The PromarkerD test measures two protein biomarkers, apolipoprotein A-IV and CD5 antigen-like, combined with age and estimated glomerular filtration rate to classify individuals into low, moderate or high risk for DKD.
PromarkerD performance was first evaluated in a community cohort of 1,081 adults with diabetes from the Fremantle Diabetes Study, comprising 1,010 non-Aboriginal and 71 Aboriginal participants. The test demonstrated strong discrimination for predicting DKD, with area under the receiver operating characteristic curves (AUCs) of 0.89 for non-Aboriginal participants and 0.71 for Aboriginal participants, with no statistically significant difference.
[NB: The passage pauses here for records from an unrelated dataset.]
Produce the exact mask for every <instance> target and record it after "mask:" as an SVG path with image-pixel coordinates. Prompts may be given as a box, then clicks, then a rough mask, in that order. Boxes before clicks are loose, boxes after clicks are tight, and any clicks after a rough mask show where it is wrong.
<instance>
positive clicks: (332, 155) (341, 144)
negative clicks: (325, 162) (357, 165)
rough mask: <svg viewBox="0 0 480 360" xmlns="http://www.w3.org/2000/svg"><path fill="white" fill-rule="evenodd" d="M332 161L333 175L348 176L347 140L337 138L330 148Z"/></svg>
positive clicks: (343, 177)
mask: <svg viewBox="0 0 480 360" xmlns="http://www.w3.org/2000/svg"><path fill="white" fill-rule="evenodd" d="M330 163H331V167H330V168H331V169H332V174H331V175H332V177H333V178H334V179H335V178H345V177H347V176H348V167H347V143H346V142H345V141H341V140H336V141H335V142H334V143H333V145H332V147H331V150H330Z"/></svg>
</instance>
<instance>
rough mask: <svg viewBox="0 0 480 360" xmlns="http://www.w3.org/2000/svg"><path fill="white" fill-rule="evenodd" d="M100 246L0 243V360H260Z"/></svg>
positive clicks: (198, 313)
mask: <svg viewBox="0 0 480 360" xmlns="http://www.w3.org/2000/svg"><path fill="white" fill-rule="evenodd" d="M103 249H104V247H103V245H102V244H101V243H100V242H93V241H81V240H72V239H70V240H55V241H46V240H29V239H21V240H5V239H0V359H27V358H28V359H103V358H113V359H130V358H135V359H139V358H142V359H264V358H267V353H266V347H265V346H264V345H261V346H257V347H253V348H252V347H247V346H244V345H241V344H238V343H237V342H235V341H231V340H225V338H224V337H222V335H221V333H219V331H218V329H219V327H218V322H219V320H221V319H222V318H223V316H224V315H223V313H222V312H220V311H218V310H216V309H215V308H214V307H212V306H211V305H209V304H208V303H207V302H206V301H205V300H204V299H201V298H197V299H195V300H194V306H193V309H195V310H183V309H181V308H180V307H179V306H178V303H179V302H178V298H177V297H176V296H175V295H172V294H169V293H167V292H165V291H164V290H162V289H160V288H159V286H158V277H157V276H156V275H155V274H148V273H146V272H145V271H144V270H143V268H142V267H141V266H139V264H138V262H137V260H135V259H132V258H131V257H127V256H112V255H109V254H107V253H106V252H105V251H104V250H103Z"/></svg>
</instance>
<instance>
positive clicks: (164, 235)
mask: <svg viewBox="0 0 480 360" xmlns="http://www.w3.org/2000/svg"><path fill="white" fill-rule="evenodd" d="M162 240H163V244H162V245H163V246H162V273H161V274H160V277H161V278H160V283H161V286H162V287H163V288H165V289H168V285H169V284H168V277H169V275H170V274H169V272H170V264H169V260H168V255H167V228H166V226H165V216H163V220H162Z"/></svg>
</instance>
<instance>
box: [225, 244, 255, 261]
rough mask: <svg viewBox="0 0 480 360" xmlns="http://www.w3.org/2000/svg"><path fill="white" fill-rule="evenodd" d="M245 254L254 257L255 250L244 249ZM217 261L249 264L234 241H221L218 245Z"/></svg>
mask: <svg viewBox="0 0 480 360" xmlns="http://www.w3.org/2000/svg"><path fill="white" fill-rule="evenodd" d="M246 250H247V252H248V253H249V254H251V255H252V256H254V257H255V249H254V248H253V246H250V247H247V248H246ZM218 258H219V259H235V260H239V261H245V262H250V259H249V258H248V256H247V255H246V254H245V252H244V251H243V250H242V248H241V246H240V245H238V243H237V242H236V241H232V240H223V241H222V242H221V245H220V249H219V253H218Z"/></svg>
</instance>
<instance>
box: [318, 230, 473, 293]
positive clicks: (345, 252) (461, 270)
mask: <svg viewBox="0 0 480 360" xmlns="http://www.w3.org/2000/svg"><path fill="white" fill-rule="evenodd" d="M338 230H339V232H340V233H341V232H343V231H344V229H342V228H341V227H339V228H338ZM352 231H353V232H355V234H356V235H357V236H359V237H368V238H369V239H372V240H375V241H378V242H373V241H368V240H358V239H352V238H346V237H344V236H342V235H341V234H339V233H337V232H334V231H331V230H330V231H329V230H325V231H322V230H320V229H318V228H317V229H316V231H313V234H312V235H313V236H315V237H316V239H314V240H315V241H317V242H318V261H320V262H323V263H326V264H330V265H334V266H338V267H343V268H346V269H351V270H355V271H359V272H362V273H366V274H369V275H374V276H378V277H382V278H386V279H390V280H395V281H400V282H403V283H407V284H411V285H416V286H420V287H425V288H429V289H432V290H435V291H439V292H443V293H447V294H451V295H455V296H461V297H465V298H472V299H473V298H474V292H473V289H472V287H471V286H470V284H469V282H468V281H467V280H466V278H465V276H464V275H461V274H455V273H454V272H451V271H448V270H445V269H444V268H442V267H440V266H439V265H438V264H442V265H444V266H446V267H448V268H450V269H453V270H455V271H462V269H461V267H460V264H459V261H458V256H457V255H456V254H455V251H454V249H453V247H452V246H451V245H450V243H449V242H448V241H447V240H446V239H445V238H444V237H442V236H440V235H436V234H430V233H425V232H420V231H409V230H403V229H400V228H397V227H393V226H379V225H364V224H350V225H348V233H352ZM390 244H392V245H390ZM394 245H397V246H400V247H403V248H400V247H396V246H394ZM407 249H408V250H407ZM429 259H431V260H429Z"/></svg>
Despite the smaller Aboriginal sample, PromarkerD retained meaningful predictive value, suggesting potential clinical utility in Indigenous populations where DKD burden is high. Further evaluation across additional racial and ethnic groups was undertaken in a post-hoc analysis of 1,201 participants from the CANVAS clinical trial including White, Asian, African American and Hispanic/Latino.
Preliminary findings suggest PromarkerD is a clinically generalisable tool for identifying individuals at risk of DKD across diverse populations.